Reader, writer, occasional runner, travel lover.




  • Miriam

    Gallipoli looks amazing, I totally need to go after reading this. That water looks fabulous – can you swim?

    • londonkirsty

      Hi Miriam, it is amazing- you should definitely visit! And yes, you can swim everywhere!

  • Gallipoli looks like a great place to relax and holiday! Another one to add to my Italy list, thanks!

  • Ruth Muse

    We love your blog. We are renting a home farther up the boot for a week but want to spend a week close to the beaches after-Gallopoli – you said 3 days is enough but we don’t want to move around to too many hotels- can we base there and then explore Polignano, Ostunita? Or should we move to those towns? Thank you!
    Also, someone told us there are lots of night clubs in Gallopoli- we are in our late 50’s – is it too young for us- the crowd? Thank you

    • Kirsty Marrins

      Hi Ruth, thanks for your lovely comment! I don’t think that Gallipoli is too young for you but I think you’d be better off staying in Polignano a Mare or Monopoli and then you can easily visit Ostuni and Alberobello (where the trulli are). I think there’s more to explore in that area if you’re going for a week. Enjoy!

  • Linda Wojcik

    I enjoyed your blog. We plan to visit this area of Italy and spend a month. We enjoy living the Italian lifestyle and there are so many options it’s confusing.

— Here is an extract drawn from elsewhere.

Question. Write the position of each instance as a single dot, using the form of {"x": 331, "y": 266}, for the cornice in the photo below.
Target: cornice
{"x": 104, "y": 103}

We like village life and beaches. Renting a boat would be amazing. We will rent a car so we can get around. Thoughts?

    • Kirsty Marrins

      Hi Linda, thanks for your comment! I know you’ve also emailed me so I will reply to you via email. Best wishes, Kirsty

  • G Crow

    Hi Kirsty,

    I’ve booked five days in Gallipoli with my fiancé for a writing trip (we are both filmmakers). I’m nervous it’s too long to spend, but since we will be working, wanting access to restaurants, and able to take a great swim now and then — do you think it’s a good base for that compared to Polignano or Ostuni? I just want a relaxing Italian vibe as we work on our next screenplays. Thank you!

    • Kirsty Marrins

      Hi there. What a wonderful way to work on a screenplay! I don’t think 5 days in Gallipoli is too long, personally. There’s the old town, which is charming, and there are tons of restaurants and plenty of places to swim. But maybe a more relaxed vibe could be found in Monopoli, which is near Polignano a Mare. That’s also then closer to Alberobello where the Trulli are, which I’d really recommend seeing. I feel Monopoli would probably be more relaxed than Gallipoli but Gallipoli is also a good choice! I wouldn’t go for Ostuni, just because it’s not that close to the sea, and in summer its unbearably hot so if you did base yourself there, you’d need to have a place with a pool.